Death Rate among Surgical Inpatients with Serious Treatable Complications (PSI 04)

  • In-hospital deaths per 1,000 surgical discharges, among patients ages 18 through 89 years or obstetric patients, with serious treatable complications (shock/cardiac arrest, sepsis, pneumonia, deep vein thrombosis/ pulmonary embolism or gastrointestinal hemorrhage/acute ulcer). Includes metrics for the number of discharges for each type of complication. Excludes cases transferred to an acute care facility. A risk-adjusted rate is available. The risk-adjusted rate of PSI 04 relies on stratum-specific risk models.

    CBE ID
    0351

Death Rate in Low-Mortality Diagnosis Related Groups (PSI02)

  • In-hospital deaths per 1,000 discharges for low mortality (< 0.5%) Diagnosis Related Groups (DRGs) among patients ages 18 years and older or obstetric patients. Excludes cases with trauma, cases with cancer, cases with an immunocompromised state, and transfers to an acute care facility.

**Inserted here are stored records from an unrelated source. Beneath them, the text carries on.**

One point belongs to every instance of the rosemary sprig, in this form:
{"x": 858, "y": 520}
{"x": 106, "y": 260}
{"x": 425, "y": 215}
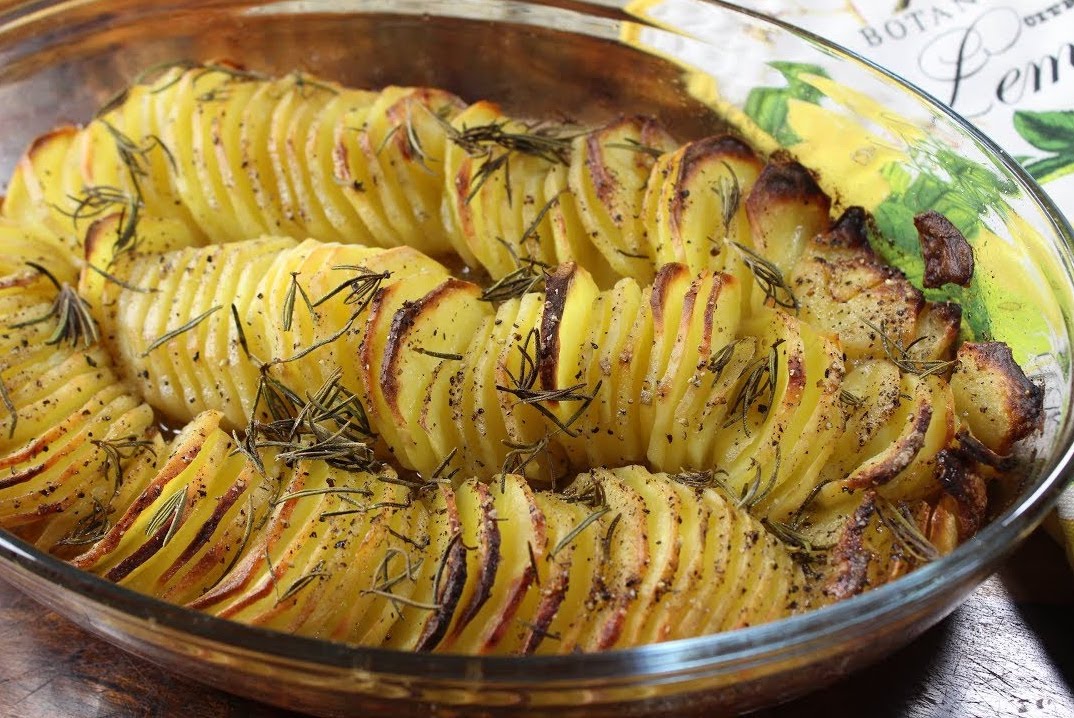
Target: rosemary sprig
{"x": 443, "y": 566}
{"x": 402, "y": 600}
{"x": 788, "y": 533}
{"x": 769, "y": 278}
{"x": 523, "y": 386}
{"x": 302, "y": 582}
{"x": 10, "y": 406}
{"x": 901, "y": 357}
{"x": 414, "y": 146}
{"x": 538, "y": 630}
{"x": 116, "y": 280}
{"x": 170, "y": 513}
{"x": 135, "y": 156}
{"x": 707, "y": 479}
{"x": 90, "y": 528}
{"x": 851, "y": 399}
{"x": 730, "y": 195}
{"x": 760, "y": 377}
{"x": 754, "y": 493}
{"x": 292, "y": 292}
{"x": 546, "y": 142}
{"x": 519, "y": 457}
{"x": 635, "y": 146}
{"x": 388, "y": 582}
{"x": 525, "y": 278}
{"x": 343, "y": 492}
{"x": 168, "y": 336}
{"x": 306, "y": 86}
{"x": 74, "y": 323}
{"x": 440, "y": 473}
{"x": 448, "y": 356}
{"x": 333, "y": 448}
{"x": 331, "y": 426}
{"x": 904, "y": 530}
{"x": 241, "y": 332}
{"x": 606, "y": 542}
{"x": 533, "y": 563}
{"x": 576, "y": 531}
{"x": 247, "y": 532}
{"x": 116, "y": 451}
{"x": 722, "y": 359}
{"x": 483, "y": 141}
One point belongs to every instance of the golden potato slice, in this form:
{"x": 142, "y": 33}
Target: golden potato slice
{"x": 992, "y": 395}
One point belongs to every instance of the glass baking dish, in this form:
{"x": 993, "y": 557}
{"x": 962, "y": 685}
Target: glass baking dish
{"x": 701, "y": 68}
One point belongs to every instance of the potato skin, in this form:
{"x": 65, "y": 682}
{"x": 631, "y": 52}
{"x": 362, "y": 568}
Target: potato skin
{"x": 992, "y": 395}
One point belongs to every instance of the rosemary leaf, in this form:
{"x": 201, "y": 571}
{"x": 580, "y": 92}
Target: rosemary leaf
{"x": 116, "y": 280}
{"x": 575, "y": 532}
{"x": 768, "y": 277}
{"x": 177, "y": 332}
{"x": 10, "y": 406}
{"x": 170, "y": 513}
{"x": 443, "y": 355}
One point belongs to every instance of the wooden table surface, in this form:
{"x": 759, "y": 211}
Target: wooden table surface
{"x": 1007, "y": 651}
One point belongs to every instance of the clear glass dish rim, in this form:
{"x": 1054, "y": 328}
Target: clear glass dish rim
{"x": 684, "y": 658}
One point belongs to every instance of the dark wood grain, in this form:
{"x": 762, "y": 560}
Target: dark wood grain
{"x": 1007, "y": 651}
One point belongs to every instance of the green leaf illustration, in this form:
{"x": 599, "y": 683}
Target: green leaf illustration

    [NOTE: The software provides the rate per hospital discharge. However, common practice reports the measure as per 1,000 discharges. The user must multiply the rate obtained from the software by 1,000 to report in-hospital deaths per 1,000 hospital discharges.]

    CBE ID
    0347

Delivered Dose of Hemodialysis Above Minimum

  • Percentage of all patient months for adult patients (> = 18years old) whose delivered dose of hemodialysis (calculated from the last measurement of the month using the UKM or Daugirdas II formula) was spKt/V >= 1.2.

    CBE ID
    0249

Depression Assessment Conducted

  • Percent of patients who were screened for depression (using a standardized depression screening tool) at start or resumption of home health care

    CBE ID
    0518

Depression Assessment with PHQ-9/ PHQ-9M

  • The percentage of adolescent patients (12 to 17 years of age) and adult patients (18 years of age or older) with a diagnosis of major depression or dysthymia who have a completed PHQ-9 or PHQ-9M tool during a four month measurement period.